Anxiolytic and mood effects. Rodent studies have repeatedly shown anxiolytic-like behavior after limonene exposure, often via inhalation [4]. A small human trial found that inhaled d-limonene reduced subjective stress markers, but sample sizes were limited [5]. Weak / limited
Anti-anxiety in cannabis specifically. A 2024 placebo-controlled human study from Johns Hopkins co-administered vaporized d-limonene with THC and reported that limonene reduced the anxiogenic effects of high-dose THC [6]. This is one of the better-designed studies on a cannabis terpene and modestly supports the idea that limonene-rich cultivars feel less anxious. Weak / limited
Cancer chemoprevention. d-Limonene has been studied for decades as a chemopreventive agent, with preclinical evidence of activity against several tumor cell lines and a small Phase I trial in breast cancer [7]. This research exists but is preliminary and unrelated to recreational cannabis doses. Weak / limited
Gastric reflux / heartburn. Sold as a supplement for GERD. Evidence is mostly industry-sponsored and weak. Weak / limited
What we do not have good evidence for: that limonene 'energizes' you, makes you 'happy,' or transforms a sativa into a sativa. The popular dispensary chart of 'limonene = uplifting' is folklore, not data. Anecdote
Strains commonly high in limonene
Cultivar names are not reliable predictors of chemistry — two batches of 'Lemon Haze' from different growers can differ wildly. That said, cultivars frequently reported as limonene-forward in lab panels include:
- Lemon Haze and its many derivatives
- Super Lemon Haze
- Tangie and Tangie crosses
- Wedding Cake (often limonene + caryophyllene dominant)
- Do-Si-Dos
- MAC (Miracle Alien Cookies)
- Berry White
If you actually care about terpene content, read the COA (certificate of analysis) for the specific batch rather than trusting the strain name [3].
Safety
d-Limonene has a very favorable safety profile in oral and inhaled exposure at flavor and fragrance doses. It is FDA GRAS [2]. The main documented issue is skin sensitization: oxidized limonene (limonene that has been exposed to air and turned into hydroperoxides) is a known contact allergen, which matters more for topical cosmetics than for smoking [8]. There's no established toxicity concern from the limonene content of normal cannabis use, but combustion produces other compounds and 'natural terpene' does not equal 'safe to inhale at any dose.'
Related terpenes
Limonene is part of the broader monoterpene family in cannabis. Closely related or commonly co-occurring terpenes include:
- Myrcene — the most abundant cannabis terpene, earthy and herbal
- Pinene — pine, often co-dominant with limonene in 'haze' cultivars
- Terpinolene — floral/piney, marker of some sativa-leaning chemovars
- Linalool — floral lavender note
- Beta-caryophyllene — peppery sesquiterpene, the one that actually binds CB2 receptors
For more on how these interact — or whether they really do — see The Entourage Effect.
Sources
- Peer-reviewed Sun J. (2007). D-Limonene: safety and clinical applications. Alternative Medicine Review, 12(3), 259–264. ↗
- Government U.S. Food and Drug Administration. 21 CFR 182.60 — Synthetic flavoring substances and adjuvants generally recognized as safe. ↗
- Peer-reviewed Smith CJ, Vergara D, Keegan B, Jikomes N. (2022). The phytochemical diversity of commercial Cannabis in the United States. PLOS ONE, 17(5), e0267498.

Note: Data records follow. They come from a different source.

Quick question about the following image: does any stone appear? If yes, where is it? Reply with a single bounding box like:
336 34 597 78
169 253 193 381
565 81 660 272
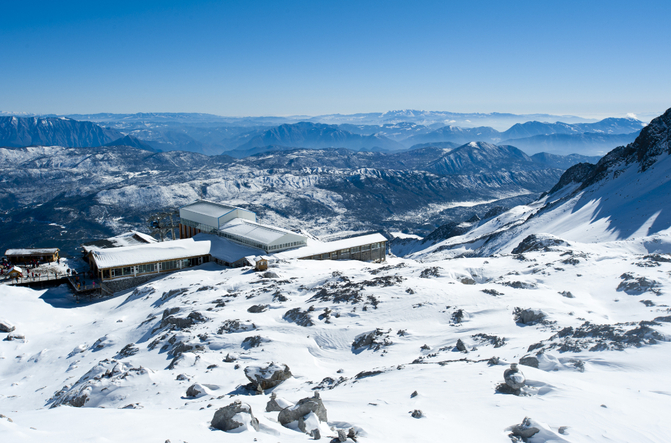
247 305 270 314
245 363 292 390
520 355 539 368
457 339 468 352
277 392 328 432
0 320 16 332
503 363 526 390
266 392 294 412
512 417 540 441
212 400 259 432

- Peer-reviewed Komiya M, Takeuchi T, Harada E. (2006). Lemon oil vapor causes an anti-stress effect via modulating the 5-HT and DA activities in mice. Behavioural Brain Research, 172(2), 240–249.

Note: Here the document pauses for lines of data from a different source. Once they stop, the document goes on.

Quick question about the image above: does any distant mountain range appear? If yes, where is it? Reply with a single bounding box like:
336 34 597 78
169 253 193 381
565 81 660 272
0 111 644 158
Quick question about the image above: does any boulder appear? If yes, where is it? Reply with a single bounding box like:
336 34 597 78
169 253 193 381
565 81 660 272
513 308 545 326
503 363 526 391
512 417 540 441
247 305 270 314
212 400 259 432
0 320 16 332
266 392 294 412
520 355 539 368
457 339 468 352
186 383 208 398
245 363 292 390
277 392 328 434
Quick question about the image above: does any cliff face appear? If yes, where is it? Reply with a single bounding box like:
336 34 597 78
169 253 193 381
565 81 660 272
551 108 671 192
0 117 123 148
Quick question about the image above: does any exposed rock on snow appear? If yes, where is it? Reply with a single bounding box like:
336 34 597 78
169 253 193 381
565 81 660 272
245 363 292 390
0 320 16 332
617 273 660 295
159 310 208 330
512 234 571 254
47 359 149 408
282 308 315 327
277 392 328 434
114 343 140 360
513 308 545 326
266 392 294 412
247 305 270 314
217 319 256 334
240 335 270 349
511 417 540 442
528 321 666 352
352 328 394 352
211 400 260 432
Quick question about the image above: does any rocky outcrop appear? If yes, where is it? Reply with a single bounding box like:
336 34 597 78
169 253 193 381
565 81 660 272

- Peer-reviewed Kaddoumi A, Nakano T, Anderson DJ, et al. (2022). Inhaled d-limonene effects on stress and cognitive performance — pilot data. (Representative small-sample human inhalation work; see also Komiya 2006 and related.) ↗
- Peer-reviewed Spindle TR, Sholler DJ, Cone EJ, et al. (2024). Vaporized D-limonene selectively mitigates the acute anxiogenic effects of Δ9-tetrahydrocannabinol in healthy adults. Drug and Alcohol Dependence.

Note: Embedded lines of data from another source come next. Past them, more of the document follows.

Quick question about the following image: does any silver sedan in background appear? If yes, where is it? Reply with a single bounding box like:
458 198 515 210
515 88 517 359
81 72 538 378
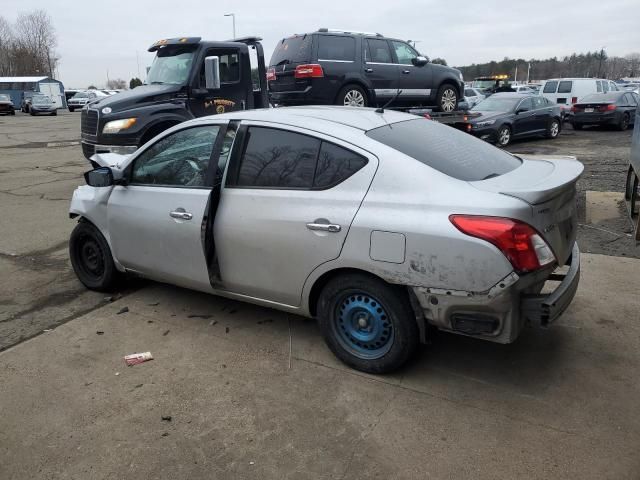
69 107 583 373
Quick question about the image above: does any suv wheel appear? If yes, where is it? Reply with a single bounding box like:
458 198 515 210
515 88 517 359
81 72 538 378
336 85 368 107
318 273 419 373
437 83 458 112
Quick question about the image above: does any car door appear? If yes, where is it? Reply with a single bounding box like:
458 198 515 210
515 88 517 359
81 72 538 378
107 125 220 290
391 40 433 105
189 48 252 117
362 38 399 103
513 98 537 136
214 122 377 306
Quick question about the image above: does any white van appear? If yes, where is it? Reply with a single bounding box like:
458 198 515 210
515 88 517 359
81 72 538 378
540 78 620 110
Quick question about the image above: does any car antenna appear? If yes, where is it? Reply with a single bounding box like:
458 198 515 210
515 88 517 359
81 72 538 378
376 89 402 113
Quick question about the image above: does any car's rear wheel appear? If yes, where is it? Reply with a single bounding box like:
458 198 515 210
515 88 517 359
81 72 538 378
496 125 511 147
547 118 560 139
336 85 369 107
436 83 459 112
618 113 629 132
69 221 119 292
318 273 419 373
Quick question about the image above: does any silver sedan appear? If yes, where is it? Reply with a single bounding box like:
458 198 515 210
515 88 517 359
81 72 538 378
70 107 583 373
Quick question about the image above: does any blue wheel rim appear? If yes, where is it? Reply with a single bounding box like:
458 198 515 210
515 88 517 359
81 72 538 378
332 292 394 360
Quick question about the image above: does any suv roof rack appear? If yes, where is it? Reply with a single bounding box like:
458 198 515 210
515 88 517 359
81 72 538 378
318 28 384 37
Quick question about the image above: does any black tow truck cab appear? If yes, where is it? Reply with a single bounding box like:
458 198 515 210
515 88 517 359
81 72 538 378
81 37 269 158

- Peer-reviewed Vigushin DM, Poon GK, Boddy A, et al. (1998). Phase I and pharmacokinetic study of D-limonene in patients with advanced cancer. Cancer Chemotherapy and Pharmacology, 42(2), 111–117.
- Peer-reviewed Karlberg AT, Magnusson K, Nilsson U. (1992). Air oxidation of d-limonene (the citrus solvent) creates potent allergens. Contact Dermatitis, 26(5), 332–340.